Number of murders of transgender and nonbinary people, United States, 2019-2022. The Human Rights Campaign (HRC) includes transgender and nonbinary murders 14 ; the Federal Bureau of Investigation (FBI) Hate Crime Statistics Data Collection includes transgender murder and nonnegligent manslaughter of transgender victims; and FBI nonbinary includes murder and nonnegligent manslaughter of gender-nonconforming victims. Although the figure indicates “nonbinary,” the FBI Hate Crime Statistics Data Collection uses “gender nonconforming.” 12
Room for Improvement
The FBI’s underreporting of violence against transgender people is explained in part by local law enforcement agencies having limited structures for reporting on crimes against transgender people beyond reporting on gender identity–motivated crimes. 5 The lack of reporting by the NVDRS on gender identity is also linked to its information sources. The NVDRS compiles information submitted by law enforcement agencies, coroner/medical examiner reports, and toxicology reports, and the system’s data on gender identity are based on what these various reports indicate. Therefore, the lack of gender-inclusive national databases is more understandable given the constraints in receiving gender-inclusive data from primary reporting agencies, such as hospitals. Even with required sexual orientation and gender identity reporting in hospitals, information on gender identity was missing for >60% of patients in one study. 16 Across law enforcement agencies, medical examiners/coroners, and health care providers, it is necessary to include gender-inclusive language that goes beyond collecting information on sex or gender binaries. Inclusion of this language can be achieved through requiring these agencies to have mandatory reporting of gender identity, providing guidelines on how to collect information on gender identity that is specific to each agency, and including transgender and nonbinary individuals in the creation and implementation of these interventions.

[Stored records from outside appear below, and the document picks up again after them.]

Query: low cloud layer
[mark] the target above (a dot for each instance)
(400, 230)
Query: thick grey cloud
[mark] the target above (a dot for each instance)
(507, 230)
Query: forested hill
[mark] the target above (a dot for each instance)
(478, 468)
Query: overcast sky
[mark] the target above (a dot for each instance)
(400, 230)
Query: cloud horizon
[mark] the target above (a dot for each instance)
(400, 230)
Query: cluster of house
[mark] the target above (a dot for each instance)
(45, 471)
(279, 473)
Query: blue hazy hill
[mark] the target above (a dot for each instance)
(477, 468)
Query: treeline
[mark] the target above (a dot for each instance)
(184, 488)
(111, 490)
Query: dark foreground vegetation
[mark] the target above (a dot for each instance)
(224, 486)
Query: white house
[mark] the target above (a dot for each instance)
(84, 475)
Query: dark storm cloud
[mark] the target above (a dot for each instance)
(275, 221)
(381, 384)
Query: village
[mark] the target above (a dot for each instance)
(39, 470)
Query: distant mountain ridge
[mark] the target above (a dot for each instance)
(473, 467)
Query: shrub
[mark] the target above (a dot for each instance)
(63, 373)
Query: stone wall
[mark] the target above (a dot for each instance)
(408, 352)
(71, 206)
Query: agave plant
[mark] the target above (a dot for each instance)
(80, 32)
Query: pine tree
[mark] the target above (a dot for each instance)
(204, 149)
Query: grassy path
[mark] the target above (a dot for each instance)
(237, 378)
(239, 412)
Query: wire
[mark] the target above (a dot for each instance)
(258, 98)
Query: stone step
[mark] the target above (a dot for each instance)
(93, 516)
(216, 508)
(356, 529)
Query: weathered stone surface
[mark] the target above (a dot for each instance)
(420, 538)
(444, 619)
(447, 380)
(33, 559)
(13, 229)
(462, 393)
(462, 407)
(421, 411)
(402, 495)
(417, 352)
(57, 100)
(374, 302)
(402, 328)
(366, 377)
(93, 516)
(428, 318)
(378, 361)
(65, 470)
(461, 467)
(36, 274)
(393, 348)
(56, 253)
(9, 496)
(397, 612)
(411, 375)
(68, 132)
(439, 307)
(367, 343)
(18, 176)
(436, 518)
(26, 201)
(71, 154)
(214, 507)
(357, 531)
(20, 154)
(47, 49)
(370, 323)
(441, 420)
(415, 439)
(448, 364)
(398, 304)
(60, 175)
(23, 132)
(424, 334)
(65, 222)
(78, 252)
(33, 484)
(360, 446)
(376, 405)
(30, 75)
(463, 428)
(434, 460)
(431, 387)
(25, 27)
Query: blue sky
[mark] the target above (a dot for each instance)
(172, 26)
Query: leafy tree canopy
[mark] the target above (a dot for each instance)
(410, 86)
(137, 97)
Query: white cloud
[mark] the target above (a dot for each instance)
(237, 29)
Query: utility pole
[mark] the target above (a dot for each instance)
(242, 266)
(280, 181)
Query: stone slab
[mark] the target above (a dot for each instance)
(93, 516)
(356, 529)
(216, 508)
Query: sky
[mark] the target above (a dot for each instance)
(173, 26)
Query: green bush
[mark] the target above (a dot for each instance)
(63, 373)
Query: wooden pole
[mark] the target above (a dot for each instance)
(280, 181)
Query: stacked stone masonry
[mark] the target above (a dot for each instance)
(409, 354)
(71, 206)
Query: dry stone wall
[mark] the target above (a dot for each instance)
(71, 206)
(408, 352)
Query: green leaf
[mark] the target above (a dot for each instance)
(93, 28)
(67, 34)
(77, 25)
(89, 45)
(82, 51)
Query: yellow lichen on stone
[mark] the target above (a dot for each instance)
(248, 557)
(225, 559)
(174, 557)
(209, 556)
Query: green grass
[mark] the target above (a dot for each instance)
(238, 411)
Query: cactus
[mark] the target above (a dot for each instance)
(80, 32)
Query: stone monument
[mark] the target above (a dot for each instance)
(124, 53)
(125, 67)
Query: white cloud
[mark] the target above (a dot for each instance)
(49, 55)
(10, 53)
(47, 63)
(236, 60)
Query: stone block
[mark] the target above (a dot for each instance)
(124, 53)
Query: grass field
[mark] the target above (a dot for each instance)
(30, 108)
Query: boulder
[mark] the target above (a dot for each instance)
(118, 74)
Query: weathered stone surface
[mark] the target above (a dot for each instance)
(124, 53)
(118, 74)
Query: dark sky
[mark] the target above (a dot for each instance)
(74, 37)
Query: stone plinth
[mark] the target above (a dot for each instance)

The goal of the NVDRS is “to help find ways to prevent violent death” through “information about the ‘who, when, where, and how’ from data on violent deaths and provide insights about ‘why’ the deaths occurred.” 15 In alignment with its mission, these databases must also be able to identify the “who, when, where, how, and why” for transgender populations so that effective violence prevention measures can be developed for those most affected by violence in this population.
Footnotes
Declaration of Conflicting Interests
The authors declared no potential conflicts of interest with respect to the research, authorship, and/or publication of this article.
Funding
The authors received no financial support for the research, authorship, and/or publication of this article.